I think we've all seen and heard about Flight 1549 doing the emergency landing on the Hudson River. Truly a happy ending to the story and for that I'm glad, but it also made me glad to see for once we're using the word hero in a context that seems appropriate. Here are a group of people that go to work every day. They weren't planning to be heroes, and few would find anything heroic about flying back and forth across the country every day. In the space of a few minutes they were presented with a test that would forever alter their vision of themselves. Imagine surviving but only saving a portion of the passengers! Or succumbing to perfectly normal fear and not doing as well as you should have. But thanks to training and character and probably a little luck they accomplished something substantial.

I saw a short interview with Sully Sullenberger and he seems like a genuinely nice guy, uncomfortable with the 15 minutes of fame, trying to be gracious, still thinking he could have done something better. Can you imagine being in his place with all that attention? Has to be damned uncomfortable to say the least. Maybe someday I can buy him a cup of coffee and just talk about anything except the crash, by then I suspect he'll be ready to be a regular guy again to the extent that it's possible.

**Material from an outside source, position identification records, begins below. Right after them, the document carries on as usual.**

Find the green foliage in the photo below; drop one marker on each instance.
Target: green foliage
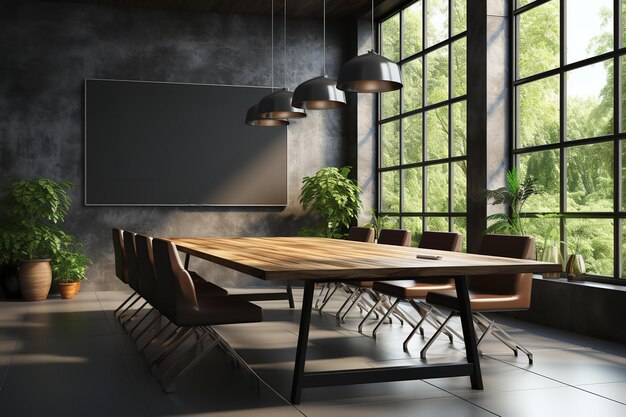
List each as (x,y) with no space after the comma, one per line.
(377,222)
(334,197)
(514,195)
(70,264)
(30,210)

And as a small aside, did you catch the library book he left on the plane? Just Culture: Balancing Safety and Accountability. Interesting topic all things considered, and I've ordered a copy just out of curiosity.

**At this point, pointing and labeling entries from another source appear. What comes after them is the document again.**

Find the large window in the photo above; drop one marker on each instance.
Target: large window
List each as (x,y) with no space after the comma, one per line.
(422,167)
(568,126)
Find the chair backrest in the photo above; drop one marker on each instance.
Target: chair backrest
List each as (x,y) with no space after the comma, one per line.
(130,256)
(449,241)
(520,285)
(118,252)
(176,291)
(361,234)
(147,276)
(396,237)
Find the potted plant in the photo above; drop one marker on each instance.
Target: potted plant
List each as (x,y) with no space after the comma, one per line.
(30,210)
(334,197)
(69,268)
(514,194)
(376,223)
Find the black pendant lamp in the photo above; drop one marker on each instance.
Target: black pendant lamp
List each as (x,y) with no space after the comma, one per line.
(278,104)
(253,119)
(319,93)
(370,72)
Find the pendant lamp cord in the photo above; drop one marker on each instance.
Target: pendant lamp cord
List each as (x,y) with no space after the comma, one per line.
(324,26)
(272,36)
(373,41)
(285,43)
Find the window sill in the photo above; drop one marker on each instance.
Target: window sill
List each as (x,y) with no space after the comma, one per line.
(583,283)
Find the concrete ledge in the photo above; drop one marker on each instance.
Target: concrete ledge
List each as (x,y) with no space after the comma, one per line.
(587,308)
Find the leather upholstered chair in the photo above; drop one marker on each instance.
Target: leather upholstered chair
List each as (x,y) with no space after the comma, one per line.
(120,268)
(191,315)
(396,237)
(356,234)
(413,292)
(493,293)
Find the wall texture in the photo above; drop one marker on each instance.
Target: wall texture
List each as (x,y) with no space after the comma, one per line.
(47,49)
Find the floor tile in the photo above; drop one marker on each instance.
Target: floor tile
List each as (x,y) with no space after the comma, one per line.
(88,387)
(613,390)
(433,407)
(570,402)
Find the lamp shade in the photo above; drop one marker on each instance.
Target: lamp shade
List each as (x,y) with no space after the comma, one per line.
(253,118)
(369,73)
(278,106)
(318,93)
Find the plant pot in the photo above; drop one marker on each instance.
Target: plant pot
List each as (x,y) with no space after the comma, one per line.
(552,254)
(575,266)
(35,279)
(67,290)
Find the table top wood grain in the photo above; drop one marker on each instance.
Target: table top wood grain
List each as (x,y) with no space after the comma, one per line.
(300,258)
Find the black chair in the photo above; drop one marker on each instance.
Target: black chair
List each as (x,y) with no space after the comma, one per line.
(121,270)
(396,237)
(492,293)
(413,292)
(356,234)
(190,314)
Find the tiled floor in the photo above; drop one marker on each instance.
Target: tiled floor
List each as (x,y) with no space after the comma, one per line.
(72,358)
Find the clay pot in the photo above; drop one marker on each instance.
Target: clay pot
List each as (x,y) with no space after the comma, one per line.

I'm Andy Warren, currently a SQL Server trainer with End to End Training. Over the past few years I've been a developer, DBA, and IT Director. I was one of the original founders of SQLServerCentral.com and helped grow that community from zero to about 300k members before deciding to move on to other ventures.


Posted by John Magnabosco on 13 February 2009

One of the most impressive aspects of Mr. Sullenburger's presence is his calm demeanor. Listening to the communication between him and the air traffic controllers was a spectacular example of grace under pressure. I am convinced that his calmness contributed to the successful emergency landing. He continues that quality even when in the spotlight.

Posted by Steve Jones on 13 February 2009

Interesting book. I pinged the publisher for a Kindle copy.

I haven't seen Mr. Sullerburger, but I did hear him on the radio a few days later and he did seem to be a little uncomfortable with the attention. He definitely is a hero, and I hope that he's not unhappy with the attention, because he deserves to recognized as such, but not have his life infringed upon for his actions.